Некоторое время мы хранили молчание; между тем над нашими головами продолжали нагромождаться грохочущие обломки; разрушения затронули и наименее устойчивые части парапета с той его стороны, где он нависал над накренившейся верхней платформою башни, и камни, венчавшие собой его гребень, падая, неудержимо катились вниз. Я подумал, и притом без всякого страха, что парапет рухнет сейчас на платформу и раздавит нас своей тяжестью. Но грохот все же наконец прекратился, и лишь где-то в глубине здания его повторяло неумолкавшее эхо. На какое-то мгновение башня затрепетала, как тополь, с которого гроза сорвала верхушку, или как маятник, подтолкнутый пальцем и постепенно укорачивающий дугу своих колебаний. Затем все смолкло и замерло в неподвижности.

— Идем, отчаиваться пока нечего, — сказал я Сольбёскому. — Эта катастрофа отзовется даже во дворе замка, куда и свалятся с вершины башни обломки стены. Следуя предуказанному им направлению, только туда и могут они упасть. То, что приводит нас в такое отчаяние, заставит догадаться о наших усилиях, о положении, в котором мы оказались, об угрожающих нам опасностях. Будь уверен, что в момент, когда я произношу эти слова, нижний трап — я убежден — уже поднят. Идем же, во имя неба; оно никогда не покинет нас.

Сольбёский остановил на мне взгляд, в котором сочетались скорбное недоверие и грустная насмешка.

Я отвел глаза и увлек его за собой вниз по винтовой лестнице. Мы спускались в полнейшем безмолвии. Наша лесенка, несмотря на то, что мы намного укоротили ее, чтобы иметь в запасе еще одну, которую мы оставили наверху, оказалась достаточно высокой для первой стены, и мы легко перебрались через нее. У второй стены, той, что преграждала прямую лестницу, ее длины не хватило. Это можно было бы легко устранить, если бы мы предвидели возможность возвращения. Но утром я ни о чем подобном и не помышлял. Пришлось с невероятным трудом преодолевать эту стену. После долгих, робких и осторожных попыток, повиснув на ослабевших и дрожащих руках, мы миновали и это препятствие. Наконец мы дотащились, как до обетованной земли, до неприступного балкона над Тальяменте.

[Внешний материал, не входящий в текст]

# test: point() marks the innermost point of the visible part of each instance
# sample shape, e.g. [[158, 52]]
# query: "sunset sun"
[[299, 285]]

Была ночь. Луна, плотно закрытая облаками, бросала на поток скудный, рассеянный свет, позволивший, впрочем, заметить, что река возвращается в свое русло. Разыгравшийся ветер бора снизил температуру воздуха и на несколько дней заключил в ледяные оковы источник разливов. Стремительно мчащиеся облака, проносясь мимо нас с завываниями, разбрасывали колючую изморозь. Я рискнул выразить в связи с этим ожившие во мне снова надежды; я сделал это со всем возможным в моих обстоятельствах воодушевлением.

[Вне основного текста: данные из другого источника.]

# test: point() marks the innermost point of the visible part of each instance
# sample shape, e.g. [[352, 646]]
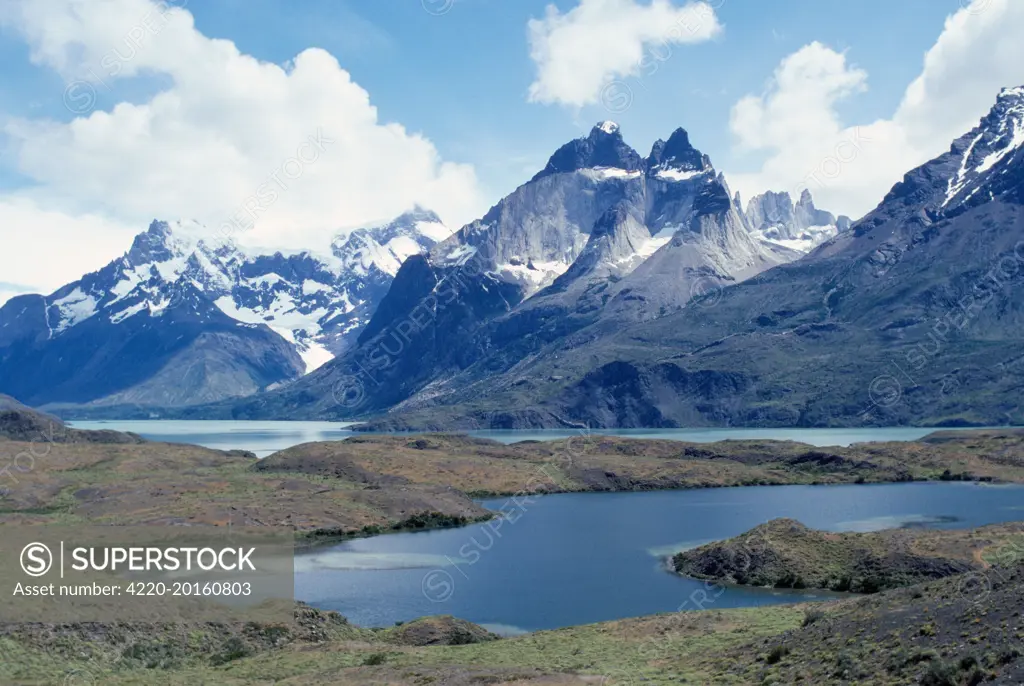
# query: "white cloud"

— Становится холодно, — сказал я, — таяние снегов прекращается. Тальяменте входит в берега. Если доктор Фабрициус не прибыл в Torre Maladetta сегодня, он, конечно, прибудет туда не позднее, чем завтра.

— Ах, что нам до того, что он прибудет туда завтра! — проговорил Сольбёский и, теряя сознание, упал. Я подхватил его.

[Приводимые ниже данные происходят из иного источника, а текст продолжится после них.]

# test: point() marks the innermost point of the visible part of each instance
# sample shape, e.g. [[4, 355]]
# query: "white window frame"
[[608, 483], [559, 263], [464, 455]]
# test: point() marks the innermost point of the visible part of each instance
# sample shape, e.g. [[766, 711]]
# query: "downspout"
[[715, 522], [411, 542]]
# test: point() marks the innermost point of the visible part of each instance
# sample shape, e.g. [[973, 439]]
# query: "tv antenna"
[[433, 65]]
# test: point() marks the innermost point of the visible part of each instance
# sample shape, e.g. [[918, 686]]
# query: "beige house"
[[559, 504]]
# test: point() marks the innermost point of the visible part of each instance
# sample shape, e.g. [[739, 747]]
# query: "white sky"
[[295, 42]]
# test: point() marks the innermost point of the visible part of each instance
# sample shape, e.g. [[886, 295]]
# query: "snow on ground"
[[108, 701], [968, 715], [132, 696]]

Сначала я безуспешно пытался привести его в чувство: казалось, что жизнь окончательно покинула это тело. Наконец, безо всяких усилий с моей стороны, он на мгновение пришел в себя, чтобы в следующее мгновение снова впасть в беспамятство. Мало-помалу эти два состояния стали чередоваться, продолжаясь почти равные промежутки времени. Я понял, что то же самое ждет меня, и решил вернуться в столь далекий еще от нас зал, где оставалась Диана. С ужасом измерил я мысленно разделявшее нас расстояние. К тому же свеча почти догорела. Утром я не подумал о том, что необходимо позаботиться о свете и для обратного пути, на случай, если нам придется вернуться, ибо не представлял себе подобной возможности. Странное дело, изучение физиологии, которой я когда-то усердно занимался под руководством знаменитых ученых, не оставило во мне никакого ясного представления о сроке, в течение которого человек может обходиться без пищи. Я поражался, что еще жив.